Input / Question:
Input / Question:
Find the interval in which the smallest positive root of the following equations lies :
(a) tan x + tanh x = 0
(b) x^{3 }– x – 4 = 0.
Determine the roots correct to two decimal places using the bisection method.
Verified
Output/Answer
(a) Let f (x) = tan x + tanh x.
Note that f (x) has no root in the first branch of y = tan x, that is, in the interval (0, π / 2).
The root is in the next branch of y = tan x, that is, in the interval (π / 2, 3π / 2).
We have :
f (1.6) = – 33.31, f (2.0) = – 1.22,
f (2.2) = – 0.40, f (2.3) = – 0.1391, f (2.4) = 0.0676.
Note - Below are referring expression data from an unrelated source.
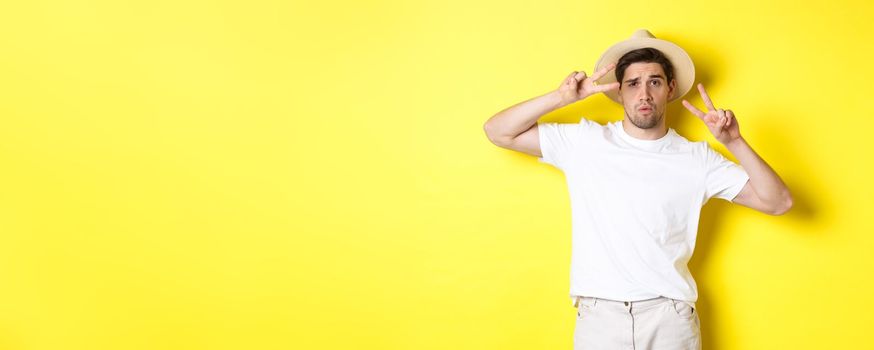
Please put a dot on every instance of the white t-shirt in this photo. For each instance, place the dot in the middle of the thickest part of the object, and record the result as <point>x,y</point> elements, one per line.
<point>635,206</point>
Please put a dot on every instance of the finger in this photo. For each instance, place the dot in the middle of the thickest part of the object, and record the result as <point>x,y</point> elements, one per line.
<point>601,72</point>
<point>570,77</point>
<point>697,112</point>
<point>707,101</point>
<point>722,118</point>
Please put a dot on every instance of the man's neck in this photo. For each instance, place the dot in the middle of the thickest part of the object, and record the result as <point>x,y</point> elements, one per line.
<point>644,134</point>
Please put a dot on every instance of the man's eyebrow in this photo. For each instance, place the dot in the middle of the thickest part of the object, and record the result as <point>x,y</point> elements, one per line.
<point>658,76</point>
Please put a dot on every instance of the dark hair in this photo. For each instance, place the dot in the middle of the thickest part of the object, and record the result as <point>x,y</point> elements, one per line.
<point>647,55</point>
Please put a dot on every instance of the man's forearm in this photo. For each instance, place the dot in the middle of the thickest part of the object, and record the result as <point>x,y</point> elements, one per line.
<point>520,117</point>
<point>764,181</point>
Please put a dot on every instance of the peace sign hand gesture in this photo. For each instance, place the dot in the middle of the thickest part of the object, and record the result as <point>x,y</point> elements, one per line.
<point>721,122</point>
<point>577,86</point>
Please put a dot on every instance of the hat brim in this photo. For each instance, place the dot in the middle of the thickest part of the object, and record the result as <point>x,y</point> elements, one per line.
<point>684,69</point>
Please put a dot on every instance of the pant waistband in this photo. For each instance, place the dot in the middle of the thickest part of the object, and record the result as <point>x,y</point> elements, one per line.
<point>639,303</point>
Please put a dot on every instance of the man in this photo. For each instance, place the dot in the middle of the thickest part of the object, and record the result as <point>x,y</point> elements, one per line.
<point>636,190</point>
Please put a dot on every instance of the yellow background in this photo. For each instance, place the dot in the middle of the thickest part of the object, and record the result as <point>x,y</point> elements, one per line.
<point>314,175</point>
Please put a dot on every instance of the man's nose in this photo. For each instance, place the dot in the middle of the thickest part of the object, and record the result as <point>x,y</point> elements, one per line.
<point>644,94</point>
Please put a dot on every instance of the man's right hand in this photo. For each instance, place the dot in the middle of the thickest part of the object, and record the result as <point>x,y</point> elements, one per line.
<point>578,86</point>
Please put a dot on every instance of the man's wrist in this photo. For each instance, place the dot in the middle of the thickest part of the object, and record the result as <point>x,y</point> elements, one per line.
<point>735,143</point>
<point>555,100</point>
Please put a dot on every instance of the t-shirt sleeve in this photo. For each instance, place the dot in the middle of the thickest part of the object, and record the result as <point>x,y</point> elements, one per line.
<point>557,142</point>
<point>723,178</point>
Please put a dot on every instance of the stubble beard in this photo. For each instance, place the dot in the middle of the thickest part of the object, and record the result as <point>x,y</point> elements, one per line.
<point>644,122</point>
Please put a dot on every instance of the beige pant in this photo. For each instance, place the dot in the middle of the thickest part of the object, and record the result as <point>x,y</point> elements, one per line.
<point>653,324</point>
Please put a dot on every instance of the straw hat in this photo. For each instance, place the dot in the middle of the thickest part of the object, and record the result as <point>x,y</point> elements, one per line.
<point>684,70</point>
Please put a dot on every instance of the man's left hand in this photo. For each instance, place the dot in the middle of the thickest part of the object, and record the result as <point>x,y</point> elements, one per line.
<point>721,123</point>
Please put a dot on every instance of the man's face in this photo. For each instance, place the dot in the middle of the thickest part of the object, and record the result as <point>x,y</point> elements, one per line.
<point>644,93</point>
Therefore, the root lies in the interval (2.3, 2.4).
| f(m_{k})f(a_{k-1}) | m_{k} | b_{k-1} | a_{k-1} | k |
| >0 | 2.35 | 2.4 | 2.3 | 1 |
| <0 | 2.375 | 2.4 | 2.35 | 2 |
| >0 | 2.3625 | 2.375 | 2.35 | 3 |
| <0 | 2.36875 | 2.375 | 2.3625 | 4 |
After four iterations, we find that the root lies in the interval (2.3625, 2.36875). Hence,
the approximate root is m = 2.365625. The root correct to two decimal places is 2.37.
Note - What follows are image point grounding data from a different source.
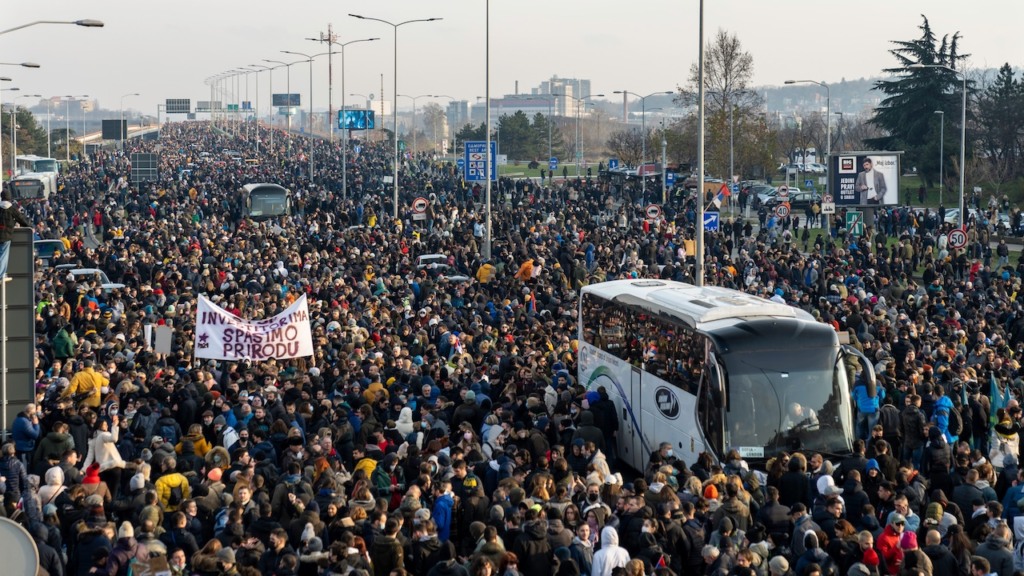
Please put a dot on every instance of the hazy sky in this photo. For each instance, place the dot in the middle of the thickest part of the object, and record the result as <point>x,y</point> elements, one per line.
<point>166,49</point>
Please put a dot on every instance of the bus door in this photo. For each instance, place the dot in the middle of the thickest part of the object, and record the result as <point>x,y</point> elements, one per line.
<point>631,448</point>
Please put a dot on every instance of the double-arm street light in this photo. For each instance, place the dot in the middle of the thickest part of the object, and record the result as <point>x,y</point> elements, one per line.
<point>68,100</point>
<point>309,58</point>
<point>13,123</point>
<point>122,126</point>
<point>330,38</point>
<point>288,68</point>
<point>414,98</point>
<point>643,130</point>
<point>395,26</point>
<point>963,167</point>
<point>579,103</point>
<point>827,110</point>
<point>942,155</point>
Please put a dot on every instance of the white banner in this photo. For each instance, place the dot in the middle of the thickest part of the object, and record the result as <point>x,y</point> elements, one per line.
<point>221,335</point>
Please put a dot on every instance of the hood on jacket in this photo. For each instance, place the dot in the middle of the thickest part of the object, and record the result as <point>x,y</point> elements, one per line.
<point>609,537</point>
<point>586,418</point>
<point>406,416</point>
<point>54,477</point>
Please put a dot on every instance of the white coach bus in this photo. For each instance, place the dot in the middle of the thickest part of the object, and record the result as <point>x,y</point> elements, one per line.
<point>711,369</point>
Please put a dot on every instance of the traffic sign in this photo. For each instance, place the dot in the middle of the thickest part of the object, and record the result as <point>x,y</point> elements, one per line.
<point>476,161</point>
<point>855,222</point>
<point>712,221</point>
<point>420,205</point>
<point>957,238</point>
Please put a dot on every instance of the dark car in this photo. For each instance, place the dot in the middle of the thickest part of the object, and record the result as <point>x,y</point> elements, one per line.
<point>800,199</point>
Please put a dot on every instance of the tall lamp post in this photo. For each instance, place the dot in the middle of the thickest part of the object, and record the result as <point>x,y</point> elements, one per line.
<point>13,123</point>
<point>395,27</point>
<point>643,129</point>
<point>330,38</point>
<point>288,117</point>
<point>963,168</point>
<point>578,103</point>
<point>414,98</point>
<point>309,58</point>
<point>68,100</point>
<point>122,126</point>
<point>827,110</point>
<point>942,155</point>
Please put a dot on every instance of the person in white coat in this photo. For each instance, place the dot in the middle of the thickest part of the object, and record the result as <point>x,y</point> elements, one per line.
<point>611,556</point>
<point>103,451</point>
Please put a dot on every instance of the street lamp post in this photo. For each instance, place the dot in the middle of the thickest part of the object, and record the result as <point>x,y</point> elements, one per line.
<point>395,27</point>
<point>309,58</point>
<point>827,111</point>
<point>331,39</point>
<point>288,117</point>
<point>643,131</point>
<point>942,155</point>
<point>963,168</point>
<point>122,125</point>
<point>13,123</point>
<point>414,98</point>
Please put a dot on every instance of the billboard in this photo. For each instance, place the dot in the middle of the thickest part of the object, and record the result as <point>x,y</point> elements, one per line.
<point>286,99</point>
<point>355,119</point>
<point>864,178</point>
<point>177,106</point>
<point>115,129</point>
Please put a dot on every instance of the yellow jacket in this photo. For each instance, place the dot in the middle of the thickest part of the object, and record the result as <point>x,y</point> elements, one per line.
<point>87,380</point>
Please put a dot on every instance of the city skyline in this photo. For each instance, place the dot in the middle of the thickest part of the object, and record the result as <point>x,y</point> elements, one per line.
<point>647,49</point>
b) For f (x) = x^{ 3} – x – 4, we find f (0) = – 4, f (1) = – 4, f (2) = 2.
Therefore, the root lies in the interval (1, 2).
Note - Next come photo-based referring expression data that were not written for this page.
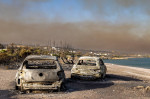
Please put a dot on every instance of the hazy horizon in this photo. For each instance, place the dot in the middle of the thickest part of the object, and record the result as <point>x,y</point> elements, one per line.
<point>121,25</point>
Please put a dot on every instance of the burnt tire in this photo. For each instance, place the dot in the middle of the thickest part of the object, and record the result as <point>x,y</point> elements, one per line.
<point>16,87</point>
<point>103,75</point>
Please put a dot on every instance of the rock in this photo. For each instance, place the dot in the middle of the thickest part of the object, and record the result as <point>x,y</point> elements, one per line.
<point>147,88</point>
<point>139,87</point>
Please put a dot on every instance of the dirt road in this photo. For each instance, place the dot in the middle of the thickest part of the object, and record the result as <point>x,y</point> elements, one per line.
<point>120,83</point>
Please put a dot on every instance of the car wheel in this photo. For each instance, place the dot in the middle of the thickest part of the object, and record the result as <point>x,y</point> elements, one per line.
<point>16,87</point>
<point>103,75</point>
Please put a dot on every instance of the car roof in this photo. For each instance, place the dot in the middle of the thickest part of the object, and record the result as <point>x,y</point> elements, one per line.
<point>41,57</point>
<point>89,57</point>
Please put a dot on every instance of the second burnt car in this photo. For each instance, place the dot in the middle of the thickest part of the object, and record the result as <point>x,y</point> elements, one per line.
<point>89,68</point>
<point>40,72</point>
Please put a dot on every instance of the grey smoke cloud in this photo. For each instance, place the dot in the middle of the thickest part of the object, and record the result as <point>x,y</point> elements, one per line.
<point>100,35</point>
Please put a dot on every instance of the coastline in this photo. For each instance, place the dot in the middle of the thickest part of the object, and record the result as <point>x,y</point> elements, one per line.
<point>137,72</point>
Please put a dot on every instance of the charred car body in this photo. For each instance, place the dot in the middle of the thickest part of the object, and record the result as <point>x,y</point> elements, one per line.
<point>40,72</point>
<point>89,68</point>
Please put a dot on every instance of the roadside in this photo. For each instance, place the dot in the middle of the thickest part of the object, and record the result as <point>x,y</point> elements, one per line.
<point>121,82</point>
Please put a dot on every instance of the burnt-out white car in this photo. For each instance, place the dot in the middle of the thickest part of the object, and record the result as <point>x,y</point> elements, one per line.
<point>40,72</point>
<point>89,68</point>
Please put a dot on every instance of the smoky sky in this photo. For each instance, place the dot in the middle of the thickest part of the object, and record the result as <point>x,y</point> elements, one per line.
<point>121,25</point>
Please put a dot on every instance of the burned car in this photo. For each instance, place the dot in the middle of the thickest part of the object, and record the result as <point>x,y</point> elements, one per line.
<point>89,68</point>
<point>40,72</point>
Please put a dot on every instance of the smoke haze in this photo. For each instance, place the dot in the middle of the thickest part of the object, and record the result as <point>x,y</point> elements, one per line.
<point>123,34</point>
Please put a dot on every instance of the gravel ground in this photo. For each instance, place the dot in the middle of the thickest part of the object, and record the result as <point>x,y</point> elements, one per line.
<point>121,82</point>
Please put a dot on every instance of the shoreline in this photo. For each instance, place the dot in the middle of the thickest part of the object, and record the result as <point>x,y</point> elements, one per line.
<point>137,72</point>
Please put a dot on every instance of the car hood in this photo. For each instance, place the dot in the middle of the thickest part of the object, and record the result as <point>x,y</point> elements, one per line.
<point>39,75</point>
<point>88,70</point>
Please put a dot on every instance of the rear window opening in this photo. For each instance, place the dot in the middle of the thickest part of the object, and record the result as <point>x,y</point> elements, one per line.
<point>87,62</point>
<point>40,64</point>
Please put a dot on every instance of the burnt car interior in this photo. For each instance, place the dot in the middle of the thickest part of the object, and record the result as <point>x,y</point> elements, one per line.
<point>87,62</point>
<point>40,64</point>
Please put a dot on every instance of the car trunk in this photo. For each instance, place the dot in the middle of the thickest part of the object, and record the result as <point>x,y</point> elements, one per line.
<point>40,75</point>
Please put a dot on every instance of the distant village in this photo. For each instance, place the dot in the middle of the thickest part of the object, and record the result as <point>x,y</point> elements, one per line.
<point>65,51</point>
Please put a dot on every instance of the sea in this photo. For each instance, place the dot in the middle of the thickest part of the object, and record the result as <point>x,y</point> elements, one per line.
<point>133,62</point>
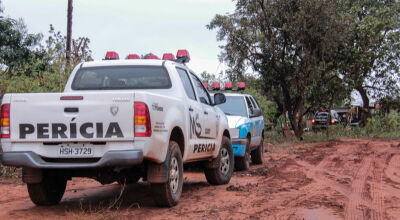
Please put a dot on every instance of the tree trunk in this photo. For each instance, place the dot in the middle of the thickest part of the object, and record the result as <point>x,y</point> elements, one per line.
<point>365,111</point>
<point>329,116</point>
<point>69,33</point>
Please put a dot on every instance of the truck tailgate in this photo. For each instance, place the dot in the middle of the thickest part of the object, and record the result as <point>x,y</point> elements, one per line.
<point>72,117</point>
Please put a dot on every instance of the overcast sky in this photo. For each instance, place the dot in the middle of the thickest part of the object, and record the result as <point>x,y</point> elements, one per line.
<point>129,26</point>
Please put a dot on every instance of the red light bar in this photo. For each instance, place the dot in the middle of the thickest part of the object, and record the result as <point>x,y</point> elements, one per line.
<point>241,85</point>
<point>112,55</point>
<point>133,57</point>
<point>228,86</point>
<point>183,56</point>
<point>216,86</point>
<point>168,56</point>
<point>152,57</point>
<point>71,98</point>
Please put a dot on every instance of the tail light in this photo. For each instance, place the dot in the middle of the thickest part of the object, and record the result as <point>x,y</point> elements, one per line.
<point>168,56</point>
<point>216,86</point>
<point>112,55</point>
<point>152,57</point>
<point>183,56</point>
<point>241,85</point>
<point>228,86</point>
<point>133,57</point>
<point>5,121</point>
<point>142,120</point>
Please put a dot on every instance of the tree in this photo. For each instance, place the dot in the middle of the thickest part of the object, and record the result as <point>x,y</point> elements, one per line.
<point>69,32</point>
<point>373,55</point>
<point>291,43</point>
<point>17,46</point>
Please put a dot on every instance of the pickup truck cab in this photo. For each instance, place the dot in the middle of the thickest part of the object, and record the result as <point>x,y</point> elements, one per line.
<point>246,124</point>
<point>118,120</point>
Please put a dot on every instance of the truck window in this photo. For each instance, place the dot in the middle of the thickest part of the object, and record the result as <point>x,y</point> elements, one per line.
<point>121,77</point>
<point>249,105</point>
<point>186,83</point>
<point>204,97</point>
<point>234,105</point>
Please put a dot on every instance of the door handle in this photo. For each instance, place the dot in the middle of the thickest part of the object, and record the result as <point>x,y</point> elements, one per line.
<point>71,110</point>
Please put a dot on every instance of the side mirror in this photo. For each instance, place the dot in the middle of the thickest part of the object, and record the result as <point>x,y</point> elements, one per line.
<point>256,113</point>
<point>219,98</point>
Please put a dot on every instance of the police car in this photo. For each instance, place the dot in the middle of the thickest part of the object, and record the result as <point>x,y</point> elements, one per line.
<point>118,120</point>
<point>246,124</point>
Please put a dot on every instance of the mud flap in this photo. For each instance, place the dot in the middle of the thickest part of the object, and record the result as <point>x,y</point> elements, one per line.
<point>157,173</point>
<point>32,176</point>
<point>212,164</point>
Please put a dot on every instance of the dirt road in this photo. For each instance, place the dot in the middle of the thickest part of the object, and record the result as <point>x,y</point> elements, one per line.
<point>347,179</point>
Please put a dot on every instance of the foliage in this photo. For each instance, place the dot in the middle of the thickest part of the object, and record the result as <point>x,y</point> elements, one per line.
<point>372,56</point>
<point>291,44</point>
<point>17,47</point>
<point>377,127</point>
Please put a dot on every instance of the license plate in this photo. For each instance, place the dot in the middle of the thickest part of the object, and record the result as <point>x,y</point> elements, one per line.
<point>76,150</point>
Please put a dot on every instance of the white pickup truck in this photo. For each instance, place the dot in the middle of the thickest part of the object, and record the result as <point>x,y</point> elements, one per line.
<point>118,120</point>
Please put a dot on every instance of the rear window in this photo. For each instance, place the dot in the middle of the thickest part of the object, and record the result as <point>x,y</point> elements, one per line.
<point>121,77</point>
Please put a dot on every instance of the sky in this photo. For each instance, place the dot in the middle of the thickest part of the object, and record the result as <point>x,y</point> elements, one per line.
<point>132,26</point>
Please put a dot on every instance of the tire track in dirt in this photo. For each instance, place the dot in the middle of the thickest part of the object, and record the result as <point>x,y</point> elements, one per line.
<point>317,174</point>
<point>355,207</point>
<point>376,192</point>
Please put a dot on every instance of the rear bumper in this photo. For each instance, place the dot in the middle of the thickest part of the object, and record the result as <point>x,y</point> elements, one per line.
<point>239,147</point>
<point>110,159</point>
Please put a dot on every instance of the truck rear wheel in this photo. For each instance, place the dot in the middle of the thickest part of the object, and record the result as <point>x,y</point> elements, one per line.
<point>168,194</point>
<point>49,191</point>
<point>257,155</point>
<point>223,173</point>
<point>243,163</point>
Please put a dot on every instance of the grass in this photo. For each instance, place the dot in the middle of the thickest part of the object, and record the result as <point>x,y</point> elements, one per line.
<point>109,210</point>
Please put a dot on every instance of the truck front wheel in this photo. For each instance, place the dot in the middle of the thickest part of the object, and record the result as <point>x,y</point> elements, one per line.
<point>223,172</point>
<point>168,194</point>
<point>49,191</point>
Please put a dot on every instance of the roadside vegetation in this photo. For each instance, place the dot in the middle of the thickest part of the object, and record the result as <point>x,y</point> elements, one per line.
<point>296,57</point>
| f(m_{k})f(a_{k-1}) | m_{k} | b_{k-1} | a_{k-1} | k |
| >0 | 1.5 | 2 | 1 | 1 |
| >0 | 1.75 | 2 | 1.5 | 2 |
| <0 | 1.875 | 2 | 1.75 | 3 |
| >0 | 1.8125 | 1.875 | 1.75 | 4 |
| >0 | 1.78125 | 1.8125 | 1.75 | 5 |
| <0 | 1.796875 | 1.8125 | 1.78125 | 6 |
| >0 | 1.789063 | 1.796875 | 1.78125 | 7 |
| >0 | 1.792969 | 1.796875 | 1.789063 | 8 |
| >0 | 1.794922 | 1.796875 | 1.792969 | 9 |
| >0 | 1.795898 | 1.796875 | 1.794922 | 10 |
After 10 iterations, we find that the root lies in the interval (1.795898, 1.796875).
Therefore, the approximate root is m = 1.796387. The root correct to two decimal places is 1.80.